Q: I noticed that you have this iron oxide red pigment listed as PR42. Is that a typo? I've never seen an iron oxide red with this index number. PY42, as you know, is a yellow iron oxide. I recently purchased this pigment from you and am very pleased with it. It mixes with titanium white to make very vibrant peaches and corral pinks, which is what I was hoping it would do for me. It even has a higher tinting strength than my iron oxide red medium. Is this a micronized pigment? Is this pigment the same as iron oxide red light 110? Thank you, Randall
A: Sorry about the typo. You're right, it is PR110. This is a standard iron oxide and not a micronized pigment
Q: Which of your red IRON OXIDE pigments would lend itself best to mixing glowing pinks and peaches?

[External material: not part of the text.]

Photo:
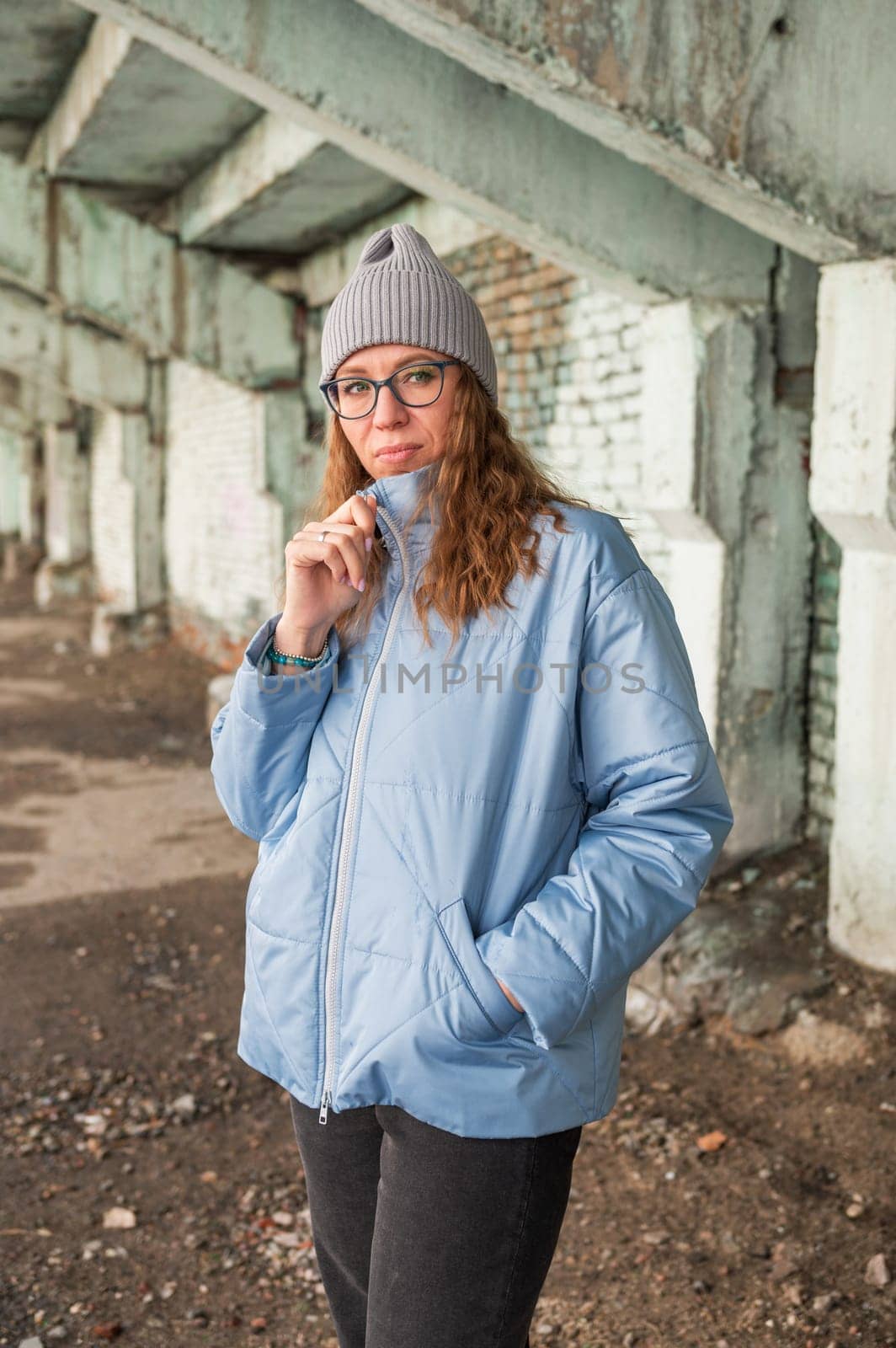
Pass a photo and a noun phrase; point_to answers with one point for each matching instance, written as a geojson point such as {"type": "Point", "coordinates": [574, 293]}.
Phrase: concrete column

I know they are all of good quality, but one must stand out as best for clean pinks and peaches. Or perhaps one of the natural earths would be better suited?
A: Without doing extensive testing, we would estimate that the Iron Oxide Red Light would turn pink with white, while the Iron Oxide Red Medium would be more of a peachy shade when blended with white. Both of these colors would generate very bright and synthetic looking shades. Such natural pigments as Burnt Sienna or Venetian Red would yield more natural looking shades.

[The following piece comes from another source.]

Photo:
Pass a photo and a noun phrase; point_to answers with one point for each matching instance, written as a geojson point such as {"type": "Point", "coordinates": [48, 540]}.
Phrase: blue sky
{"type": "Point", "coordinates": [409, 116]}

Q: What is the highest chroma Earth, or oxide, red you carry? Same question in regard to your yellow ochres and siennas. Thanks. R
PS-Is there a forum on your site where general paint making questions may be asked that don't pertain to a specific product?
A: All of our natural earth pigments rival the brilliance of manufactured iron oxide pigments. This is due to the fact that all of our natural earth pigments have a higher concentration of naturally occurring iron oxide, than most other earth pigments.
We have found that using our on-line catalog is the best forum to answer questions. What better place to find answers, than right where the product is available?